食事や性行動などと同様、子育てが上手にできるためには、経験・学習による神経回路の発達が必要です。

◆ 人生早期の社会関係から得た経験

◆ 子育てしている人を見て学ぶ経験

◆ その場で実際に子どもと接する経験


とくにヒトを含む霊長類では、3種類の経験がどれも非常に大切です。そのうち「実際に接する」経験学習にはERK-Fosシグナル伝達が関係しています。



6. マウスの「父性の目覚め」

若いオスマウスはあまり子育てをせず、仔をいじめてしまうこともあります。しかしメスと同居し父親となると、母親と同じように上手に子育てをするようになります。この時父マウスは、自分の仔だけでなくよその仔であってもかわいがるのです。よその仔という刺激は同じなのに、経験がオスの脳の中で何かを変え、自然に父性が目覚めるのは不思議ですね。

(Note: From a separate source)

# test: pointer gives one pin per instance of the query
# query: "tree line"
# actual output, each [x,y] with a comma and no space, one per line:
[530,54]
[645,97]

この「父性の目覚め」現象はライオンやサルにもありますが、メカニズムは不明でした。そこでオスの子育てと子をいじめる行動に係る脳部位を探したところ、ACN,MPOA(特にcMPOA)とBST(特にBSTrh)が見つかりました。




BSTrhを阻害すると若いオスの子殺しが減少し、cMPOAを阻害すると父親は子育てできなくなります。


cMPOAを光遺伝学や薬理遺伝学で人工的に活性化しても、若いオスの子殺しは減少しました。cMPOAとBSTrhは拮抗的に作用して、子育てと子殺しのどちらを選択するかが決まると考えられました。


さらにBSTrhとcMPOAの活性から、そのオスが子を養育したか攻撃したのかを当てることもできるのです。